In general, counselling in the school context focuses on difficulties in school such as behavioural issues or peer relationship problems. Due to limited resources as there are few school counsellors serving the mass pool of students in a school, the school counsellor may not have the time to address deeper, underlying emotional difficulties that children and adolescents face which may be fueling the problematic behaviours we see such as school refusal, anger outbursts, relationship problems, low motivation, hyperactivity, etc.

Private therapy can help with these issues through working with the child and parents in a different space that is catered to the pace and needs of the child. Addressing the underlying issues help children and teens to better adapt to the challenges they face in different situations and  respond in more appropriate ways in future situations.

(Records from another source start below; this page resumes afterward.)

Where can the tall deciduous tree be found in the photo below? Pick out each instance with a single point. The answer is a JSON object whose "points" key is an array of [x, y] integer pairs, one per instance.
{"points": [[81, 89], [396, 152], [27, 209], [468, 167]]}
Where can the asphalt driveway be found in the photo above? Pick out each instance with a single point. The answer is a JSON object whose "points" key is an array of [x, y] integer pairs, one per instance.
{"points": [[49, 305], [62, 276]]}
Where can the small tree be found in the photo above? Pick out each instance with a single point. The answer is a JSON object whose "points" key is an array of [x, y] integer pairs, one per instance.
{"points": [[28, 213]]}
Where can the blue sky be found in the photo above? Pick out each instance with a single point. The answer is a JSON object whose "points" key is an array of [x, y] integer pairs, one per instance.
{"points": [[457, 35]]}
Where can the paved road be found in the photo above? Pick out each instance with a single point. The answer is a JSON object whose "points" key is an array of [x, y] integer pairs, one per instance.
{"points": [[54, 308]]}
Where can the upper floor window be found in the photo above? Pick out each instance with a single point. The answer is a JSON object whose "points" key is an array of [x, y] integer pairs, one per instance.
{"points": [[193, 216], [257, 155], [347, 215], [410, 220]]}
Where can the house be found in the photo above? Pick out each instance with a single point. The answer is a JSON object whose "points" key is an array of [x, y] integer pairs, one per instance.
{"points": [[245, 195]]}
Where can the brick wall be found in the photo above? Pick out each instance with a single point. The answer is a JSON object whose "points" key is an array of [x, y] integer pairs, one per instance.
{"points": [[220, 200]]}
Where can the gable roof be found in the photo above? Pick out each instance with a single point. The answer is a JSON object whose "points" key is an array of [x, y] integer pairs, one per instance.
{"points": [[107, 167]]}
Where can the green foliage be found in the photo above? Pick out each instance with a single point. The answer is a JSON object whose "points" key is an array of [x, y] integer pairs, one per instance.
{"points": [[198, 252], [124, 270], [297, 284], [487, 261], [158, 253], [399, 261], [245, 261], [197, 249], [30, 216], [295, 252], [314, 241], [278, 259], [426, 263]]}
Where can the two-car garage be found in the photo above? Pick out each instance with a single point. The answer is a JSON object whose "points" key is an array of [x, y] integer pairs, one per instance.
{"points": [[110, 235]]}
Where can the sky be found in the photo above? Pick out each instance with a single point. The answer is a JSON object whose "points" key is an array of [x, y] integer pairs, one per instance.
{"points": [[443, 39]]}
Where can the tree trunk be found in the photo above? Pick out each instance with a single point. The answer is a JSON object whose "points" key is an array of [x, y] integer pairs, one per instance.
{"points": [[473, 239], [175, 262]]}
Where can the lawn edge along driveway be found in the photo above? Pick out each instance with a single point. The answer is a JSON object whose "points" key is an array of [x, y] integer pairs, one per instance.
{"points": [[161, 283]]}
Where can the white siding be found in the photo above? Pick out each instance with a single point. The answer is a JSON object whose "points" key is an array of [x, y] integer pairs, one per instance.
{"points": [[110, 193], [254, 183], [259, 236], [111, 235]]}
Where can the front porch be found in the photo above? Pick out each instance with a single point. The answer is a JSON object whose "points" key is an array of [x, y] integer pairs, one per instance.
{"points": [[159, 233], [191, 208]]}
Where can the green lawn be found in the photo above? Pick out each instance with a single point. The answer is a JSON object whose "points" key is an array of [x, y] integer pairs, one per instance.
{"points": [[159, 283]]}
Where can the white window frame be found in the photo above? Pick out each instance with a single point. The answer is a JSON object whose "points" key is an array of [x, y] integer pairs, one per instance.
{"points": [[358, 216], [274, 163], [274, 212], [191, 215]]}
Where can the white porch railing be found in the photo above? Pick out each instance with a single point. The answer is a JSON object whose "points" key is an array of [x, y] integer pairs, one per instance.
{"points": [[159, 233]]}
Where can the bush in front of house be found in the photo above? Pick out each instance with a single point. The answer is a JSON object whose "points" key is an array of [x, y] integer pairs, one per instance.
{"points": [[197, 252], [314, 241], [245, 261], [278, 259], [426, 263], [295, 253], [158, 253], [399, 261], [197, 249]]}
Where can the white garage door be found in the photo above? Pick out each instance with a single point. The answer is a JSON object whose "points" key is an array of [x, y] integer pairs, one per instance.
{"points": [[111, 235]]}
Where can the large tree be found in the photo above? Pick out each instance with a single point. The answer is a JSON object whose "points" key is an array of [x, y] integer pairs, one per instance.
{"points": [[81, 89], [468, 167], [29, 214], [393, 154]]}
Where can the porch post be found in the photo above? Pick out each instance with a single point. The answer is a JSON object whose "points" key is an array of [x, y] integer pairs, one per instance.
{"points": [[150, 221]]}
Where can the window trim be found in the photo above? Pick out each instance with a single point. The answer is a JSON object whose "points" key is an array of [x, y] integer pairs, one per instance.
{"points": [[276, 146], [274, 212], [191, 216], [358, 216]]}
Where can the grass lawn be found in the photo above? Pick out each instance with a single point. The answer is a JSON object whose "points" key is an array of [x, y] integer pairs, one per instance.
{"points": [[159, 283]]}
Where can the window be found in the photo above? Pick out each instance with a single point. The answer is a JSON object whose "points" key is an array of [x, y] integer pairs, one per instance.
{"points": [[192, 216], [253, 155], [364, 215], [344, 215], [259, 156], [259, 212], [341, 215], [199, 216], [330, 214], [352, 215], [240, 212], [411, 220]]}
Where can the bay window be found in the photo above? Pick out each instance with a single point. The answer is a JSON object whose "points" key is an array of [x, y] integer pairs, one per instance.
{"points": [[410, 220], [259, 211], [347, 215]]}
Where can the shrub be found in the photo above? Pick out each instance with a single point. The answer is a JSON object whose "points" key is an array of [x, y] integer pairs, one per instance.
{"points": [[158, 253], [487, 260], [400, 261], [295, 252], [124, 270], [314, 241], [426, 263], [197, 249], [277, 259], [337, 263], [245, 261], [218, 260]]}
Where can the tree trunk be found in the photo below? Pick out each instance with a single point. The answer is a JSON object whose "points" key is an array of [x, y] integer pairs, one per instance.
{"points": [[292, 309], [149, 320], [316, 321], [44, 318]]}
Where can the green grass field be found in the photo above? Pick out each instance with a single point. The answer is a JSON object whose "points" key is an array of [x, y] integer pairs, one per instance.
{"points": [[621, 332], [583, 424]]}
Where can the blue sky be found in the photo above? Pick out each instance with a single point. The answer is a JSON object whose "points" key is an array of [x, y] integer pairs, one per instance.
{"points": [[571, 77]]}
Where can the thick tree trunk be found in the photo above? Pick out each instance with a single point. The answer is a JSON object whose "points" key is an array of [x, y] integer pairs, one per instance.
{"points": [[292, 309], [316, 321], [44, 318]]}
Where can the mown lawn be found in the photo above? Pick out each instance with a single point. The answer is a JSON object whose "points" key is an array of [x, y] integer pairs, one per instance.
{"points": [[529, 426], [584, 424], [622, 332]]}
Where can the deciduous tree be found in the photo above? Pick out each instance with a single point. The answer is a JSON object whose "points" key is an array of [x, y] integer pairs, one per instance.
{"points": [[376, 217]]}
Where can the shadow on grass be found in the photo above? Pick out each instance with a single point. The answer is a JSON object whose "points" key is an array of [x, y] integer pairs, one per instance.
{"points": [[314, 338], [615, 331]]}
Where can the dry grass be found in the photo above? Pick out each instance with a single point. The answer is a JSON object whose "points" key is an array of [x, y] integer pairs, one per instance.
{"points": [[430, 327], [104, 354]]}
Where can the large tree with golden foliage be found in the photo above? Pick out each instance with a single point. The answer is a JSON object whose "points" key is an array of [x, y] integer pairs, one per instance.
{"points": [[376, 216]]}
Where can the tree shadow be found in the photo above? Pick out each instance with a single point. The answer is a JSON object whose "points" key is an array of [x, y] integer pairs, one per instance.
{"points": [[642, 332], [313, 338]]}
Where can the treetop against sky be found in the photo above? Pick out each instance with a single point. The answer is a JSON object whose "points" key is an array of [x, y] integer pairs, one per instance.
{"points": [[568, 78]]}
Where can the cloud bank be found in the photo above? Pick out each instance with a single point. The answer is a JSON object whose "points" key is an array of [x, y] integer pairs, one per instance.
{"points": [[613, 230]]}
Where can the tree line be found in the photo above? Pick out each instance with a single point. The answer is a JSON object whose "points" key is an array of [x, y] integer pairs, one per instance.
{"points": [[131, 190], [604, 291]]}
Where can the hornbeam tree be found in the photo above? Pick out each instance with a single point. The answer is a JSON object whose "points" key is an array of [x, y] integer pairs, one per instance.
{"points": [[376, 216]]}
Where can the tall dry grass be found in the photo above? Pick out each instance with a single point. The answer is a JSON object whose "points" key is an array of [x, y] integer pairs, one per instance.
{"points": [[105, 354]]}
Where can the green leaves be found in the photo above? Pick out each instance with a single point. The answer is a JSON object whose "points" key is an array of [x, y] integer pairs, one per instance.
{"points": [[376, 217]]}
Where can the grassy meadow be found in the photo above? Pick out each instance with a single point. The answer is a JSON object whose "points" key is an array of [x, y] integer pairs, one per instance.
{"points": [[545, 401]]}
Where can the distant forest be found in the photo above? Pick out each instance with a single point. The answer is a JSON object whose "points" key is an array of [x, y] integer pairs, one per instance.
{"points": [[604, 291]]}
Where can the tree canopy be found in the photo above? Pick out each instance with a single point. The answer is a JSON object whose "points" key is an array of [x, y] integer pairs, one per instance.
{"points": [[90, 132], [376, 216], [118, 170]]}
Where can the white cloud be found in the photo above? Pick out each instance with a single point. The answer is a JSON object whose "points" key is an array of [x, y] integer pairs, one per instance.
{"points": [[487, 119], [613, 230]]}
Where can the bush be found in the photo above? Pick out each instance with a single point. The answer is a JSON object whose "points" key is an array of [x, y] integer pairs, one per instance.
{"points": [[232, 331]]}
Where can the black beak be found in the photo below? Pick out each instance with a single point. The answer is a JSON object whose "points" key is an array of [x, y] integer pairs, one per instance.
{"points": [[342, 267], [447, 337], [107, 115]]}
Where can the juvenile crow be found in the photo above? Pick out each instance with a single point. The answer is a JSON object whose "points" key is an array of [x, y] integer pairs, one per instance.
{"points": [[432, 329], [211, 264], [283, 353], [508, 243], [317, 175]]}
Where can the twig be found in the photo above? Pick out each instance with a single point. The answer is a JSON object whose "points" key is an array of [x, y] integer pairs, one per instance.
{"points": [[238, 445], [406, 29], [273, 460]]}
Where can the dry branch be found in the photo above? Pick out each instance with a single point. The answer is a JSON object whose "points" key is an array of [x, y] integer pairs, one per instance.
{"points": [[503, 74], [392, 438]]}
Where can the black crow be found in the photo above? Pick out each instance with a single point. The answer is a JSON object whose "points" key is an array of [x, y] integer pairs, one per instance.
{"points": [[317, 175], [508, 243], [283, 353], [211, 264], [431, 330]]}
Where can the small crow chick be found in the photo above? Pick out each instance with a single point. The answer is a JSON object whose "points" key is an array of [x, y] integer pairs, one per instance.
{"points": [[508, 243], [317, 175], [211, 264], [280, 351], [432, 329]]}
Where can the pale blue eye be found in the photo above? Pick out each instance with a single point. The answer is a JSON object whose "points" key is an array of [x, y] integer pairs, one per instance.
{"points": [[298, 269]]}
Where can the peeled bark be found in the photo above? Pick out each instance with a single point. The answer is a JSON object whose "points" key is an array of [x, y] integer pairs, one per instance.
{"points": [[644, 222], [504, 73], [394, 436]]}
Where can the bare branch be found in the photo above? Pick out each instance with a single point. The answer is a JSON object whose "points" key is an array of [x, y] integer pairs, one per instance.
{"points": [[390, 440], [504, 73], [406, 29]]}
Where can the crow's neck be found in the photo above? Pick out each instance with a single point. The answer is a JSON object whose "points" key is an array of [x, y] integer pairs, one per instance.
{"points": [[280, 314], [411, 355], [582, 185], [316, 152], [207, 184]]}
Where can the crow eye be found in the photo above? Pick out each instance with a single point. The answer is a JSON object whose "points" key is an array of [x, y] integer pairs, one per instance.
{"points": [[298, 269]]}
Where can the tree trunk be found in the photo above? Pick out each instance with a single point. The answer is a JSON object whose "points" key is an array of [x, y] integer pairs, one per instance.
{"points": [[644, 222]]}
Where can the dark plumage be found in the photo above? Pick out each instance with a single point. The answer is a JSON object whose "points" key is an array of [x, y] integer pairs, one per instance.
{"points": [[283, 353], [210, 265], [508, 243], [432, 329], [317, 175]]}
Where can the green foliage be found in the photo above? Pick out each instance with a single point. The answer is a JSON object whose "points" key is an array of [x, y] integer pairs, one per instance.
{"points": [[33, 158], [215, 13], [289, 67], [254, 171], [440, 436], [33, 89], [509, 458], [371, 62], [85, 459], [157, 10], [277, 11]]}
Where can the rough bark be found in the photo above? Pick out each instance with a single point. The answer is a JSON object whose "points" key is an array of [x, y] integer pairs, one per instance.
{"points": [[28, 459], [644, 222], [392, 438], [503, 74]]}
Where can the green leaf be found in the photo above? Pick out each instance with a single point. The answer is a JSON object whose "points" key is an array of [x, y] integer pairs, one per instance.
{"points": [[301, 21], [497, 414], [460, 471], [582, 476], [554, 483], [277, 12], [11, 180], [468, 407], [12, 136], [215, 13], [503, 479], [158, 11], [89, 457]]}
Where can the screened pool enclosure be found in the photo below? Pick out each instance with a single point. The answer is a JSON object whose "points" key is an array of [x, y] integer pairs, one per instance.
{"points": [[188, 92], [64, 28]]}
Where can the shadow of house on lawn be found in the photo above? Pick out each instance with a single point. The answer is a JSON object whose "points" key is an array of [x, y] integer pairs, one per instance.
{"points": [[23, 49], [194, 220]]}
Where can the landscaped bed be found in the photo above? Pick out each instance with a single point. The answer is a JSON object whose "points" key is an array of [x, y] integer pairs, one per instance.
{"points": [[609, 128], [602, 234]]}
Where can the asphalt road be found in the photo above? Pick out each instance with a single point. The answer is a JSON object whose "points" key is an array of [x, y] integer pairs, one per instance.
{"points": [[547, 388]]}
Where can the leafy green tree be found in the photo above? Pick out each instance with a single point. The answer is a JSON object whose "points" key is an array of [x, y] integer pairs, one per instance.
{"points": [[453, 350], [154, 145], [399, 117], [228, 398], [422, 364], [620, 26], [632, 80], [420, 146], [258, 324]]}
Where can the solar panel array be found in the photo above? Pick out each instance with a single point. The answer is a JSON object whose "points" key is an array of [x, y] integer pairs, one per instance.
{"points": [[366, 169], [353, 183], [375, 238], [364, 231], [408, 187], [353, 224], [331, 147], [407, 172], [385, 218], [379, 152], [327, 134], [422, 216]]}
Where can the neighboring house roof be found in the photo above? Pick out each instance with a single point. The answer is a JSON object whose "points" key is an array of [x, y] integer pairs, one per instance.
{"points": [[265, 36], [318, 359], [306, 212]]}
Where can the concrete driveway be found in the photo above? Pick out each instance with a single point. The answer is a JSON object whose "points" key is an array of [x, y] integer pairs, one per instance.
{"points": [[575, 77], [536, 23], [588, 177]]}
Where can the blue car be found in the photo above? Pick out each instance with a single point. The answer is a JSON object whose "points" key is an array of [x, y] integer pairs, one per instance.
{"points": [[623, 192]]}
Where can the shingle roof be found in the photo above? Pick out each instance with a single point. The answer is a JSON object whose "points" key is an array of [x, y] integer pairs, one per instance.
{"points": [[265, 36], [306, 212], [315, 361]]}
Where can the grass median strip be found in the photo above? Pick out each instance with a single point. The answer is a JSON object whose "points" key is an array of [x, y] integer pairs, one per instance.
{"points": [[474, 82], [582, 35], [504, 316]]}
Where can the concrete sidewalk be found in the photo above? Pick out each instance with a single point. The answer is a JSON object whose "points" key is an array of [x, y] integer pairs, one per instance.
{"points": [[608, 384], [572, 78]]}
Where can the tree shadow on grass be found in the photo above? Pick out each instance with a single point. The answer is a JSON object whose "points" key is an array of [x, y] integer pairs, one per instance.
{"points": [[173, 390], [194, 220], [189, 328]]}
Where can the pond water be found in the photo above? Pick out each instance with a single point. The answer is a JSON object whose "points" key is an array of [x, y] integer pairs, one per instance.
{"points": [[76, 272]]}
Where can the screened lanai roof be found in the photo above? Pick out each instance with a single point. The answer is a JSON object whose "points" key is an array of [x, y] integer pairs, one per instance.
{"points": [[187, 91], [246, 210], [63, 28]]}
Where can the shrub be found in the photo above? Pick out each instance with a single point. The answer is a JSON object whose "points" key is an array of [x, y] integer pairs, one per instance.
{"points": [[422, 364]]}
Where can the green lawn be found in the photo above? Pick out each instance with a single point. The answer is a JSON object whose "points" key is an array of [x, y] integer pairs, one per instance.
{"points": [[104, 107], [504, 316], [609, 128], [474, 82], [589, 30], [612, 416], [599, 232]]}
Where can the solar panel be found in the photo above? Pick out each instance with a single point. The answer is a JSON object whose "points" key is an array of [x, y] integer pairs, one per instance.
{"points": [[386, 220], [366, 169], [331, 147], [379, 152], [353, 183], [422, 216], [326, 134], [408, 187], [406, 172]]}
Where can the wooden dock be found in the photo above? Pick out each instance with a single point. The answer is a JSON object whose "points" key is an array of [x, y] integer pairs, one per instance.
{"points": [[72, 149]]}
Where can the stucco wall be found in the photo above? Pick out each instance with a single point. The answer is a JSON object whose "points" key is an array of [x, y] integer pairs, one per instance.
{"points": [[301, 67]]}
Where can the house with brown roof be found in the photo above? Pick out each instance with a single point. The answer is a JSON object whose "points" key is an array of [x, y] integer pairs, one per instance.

Therapy for Couples/Families

How does the therapy process work?

The fundamental process of couple and family therapy is similar to individual therapy. However, in this context, the dialogue involves multiple voices, which can make interactions more complex and emotions more intense. Our counsellors/psychotherapists are trained to facilitate and redirect these conversations to create a safe and supportive environment during the sessions. Through this collaboration, you/your partner/family member can collectively explore and transform thoughts and behavior patterns that might be impacting the relationship or family dynamics, and to work towards in creating a more fulfilling connection.

How often and how many sessions do we need to attend?

During the initial session (or first few sessions), the counsellor/psychotherapist will assess your specific situation and goals as a couple or family. Based on this assessment, they will recommend the frequency and number of sessions. Couples and family sessions generally span longer durations compared to individual sessions due to the intensity and involvement of multiple parties. There may be times when you or your partner/family member will have individual sessions in addition to the couple/family sessions, as recommended by the counsellor/psychotherapist, to facilitate further processing and progress.